In germanico comune resta una traccia importante di questa flessione nelle forme del
presente del verbo “essere” derivate dalla radice indoeuropea *-es- (la forma dell’inglese I am
deriva verosimilmente da una forma *esm/asm; l'inglese is e il tedesco ist sono esattamente
corrispondenti al latino est).
Altri verbi che seguivano questa flessione sono attestati solo nel germanico occidentale:
erano *dōn, che mantiene una declinazione irregolari anche in inglese e tedesco moderni (do, did,
done; tun, tat, getan), e *gān (che in tedesco presenta una -n- nella flessione: gehen, ging,
gegangen; l’inglese ha direttamente sostituito il perfetto con un’altra radice). Il primo verbo
conservava ancora forme atematiche nella fase antica (inglese antico ic dom, tedesco antico ih
tuom: oggi sono state regolarizzate in I do e ich tue affini ai verbi tematici del tipo I sing e ich
singe). Anche *stān aveva forme di questo tipo: l’inglese moderno l’ha sostituite con quelle
regolari del verbo forte di VI classe *standan, stod, stodun, gestanden (da cui stand, stood),
mentre il tedesco ha ancora stehen, stand, gestanden.

Conclusioni
Dal punto di vista morfologico, il germanico ha molto semplificato la grammatica
dell'indoeuropeo, come hanno fatto tante altre lingue indoeuropee. In particolare, è suggestivo
notare che il germanico comune nei primi secoli della nostra era seguiva linee di sviluppo simili
alle lingue classiche: prevalenza della flessione in vocale, riduzione del sistema dei casi
indoeuropeo con graduale passaggio da un sistema più sintetico-flessivo ad uno più analitico,
forte regressione del duale, riduzione del numero dei modi e dei tempi verbali.

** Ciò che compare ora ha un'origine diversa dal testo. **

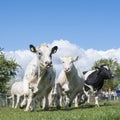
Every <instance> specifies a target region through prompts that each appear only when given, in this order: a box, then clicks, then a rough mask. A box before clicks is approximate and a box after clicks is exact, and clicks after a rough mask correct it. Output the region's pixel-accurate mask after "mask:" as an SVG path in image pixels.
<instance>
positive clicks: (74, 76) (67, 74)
mask: <svg viewBox="0 0 120 120" xmlns="http://www.w3.org/2000/svg"><path fill="white" fill-rule="evenodd" d="M76 73H77V69H76V68H75V66H74V65H73V67H72V69H71V71H70V72H68V73H66V76H67V78H68V80H72V79H73V78H74V79H75V77H76Z"/></svg>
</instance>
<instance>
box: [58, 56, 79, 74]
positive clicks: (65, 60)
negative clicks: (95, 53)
mask: <svg viewBox="0 0 120 120" xmlns="http://www.w3.org/2000/svg"><path fill="white" fill-rule="evenodd" d="M60 59H61V61H62V62H63V67H64V71H65V72H70V71H71V69H72V67H73V62H75V61H77V60H78V56H76V57H72V56H64V57H60Z"/></svg>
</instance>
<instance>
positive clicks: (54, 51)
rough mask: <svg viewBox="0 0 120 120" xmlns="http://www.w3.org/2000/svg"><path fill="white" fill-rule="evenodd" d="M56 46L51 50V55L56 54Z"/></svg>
mask: <svg viewBox="0 0 120 120" xmlns="http://www.w3.org/2000/svg"><path fill="white" fill-rule="evenodd" d="M57 49H58V46H54V47H53V48H52V50H51V54H54V53H56V52H57Z"/></svg>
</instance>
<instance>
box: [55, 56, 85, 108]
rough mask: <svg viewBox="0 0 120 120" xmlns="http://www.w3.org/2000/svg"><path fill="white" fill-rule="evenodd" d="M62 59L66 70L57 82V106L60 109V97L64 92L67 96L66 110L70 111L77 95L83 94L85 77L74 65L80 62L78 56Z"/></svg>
mask: <svg viewBox="0 0 120 120" xmlns="http://www.w3.org/2000/svg"><path fill="white" fill-rule="evenodd" d="M60 59H61V60H62V62H63V66H64V69H63V70H62V71H61V73H60V74H59V77H58V81H57V89H59V90H58V94H59V96H58V98H59V102H58V104H57V108H59V107H60V96H61V95H62V93H63V92H64V93H65V94H66V106H65V108H66V109H68V108H69V107H70V106H71V104H72V102H73V99H74V98H75V97H76V95H77V94H78V93H83V86H84V76H83V73H82V72H81V71H80V70H78V69H77V68H76V67H75V65H74V62H75V61H77V60H78V56H77V57H72V56H64V57H61V58H60ZM76 103H77V102H76ZM75 107H78V104H76V105H75Z"/></svg>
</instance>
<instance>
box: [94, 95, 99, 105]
mask: <svg viewBox="0 0 120 120" xmlns="http://www.w3.org/2000/svg"><path fill="white" fill-rule="evenodd" d="M95 105H96V106H97V107H99V103H98V95H95Z"/></svg>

Nonostante creazioni originali del germanico (come la sistematizzazione della doppia
flessione dell'aggettivo) altri sviluppi sembrano correre addirittura in parallelo tra lingue
germaniche e lingue classiche: per esempio, la creazione dell'articolo determinativo a partire da
aggettivi dimostrativi e dell'articolo indeterminativo dal numerale “uno”, o la nascita di un
sistema di forme perifrastiche per indicare varie sfumature di preterito e per la diatesi passiva in
sostituzione delle vecchie forme sintetiche.
Questi e altri sviluppi sembrano dovuti più ad un influsso diretto della cultura classica
(anche greca per le popolazioni germaniche orientali, ma prevalentemente latina per tutte le altre).
Un ambito affascinante, su cui ancora le ricerche non hanno prodotto risultati definitivi.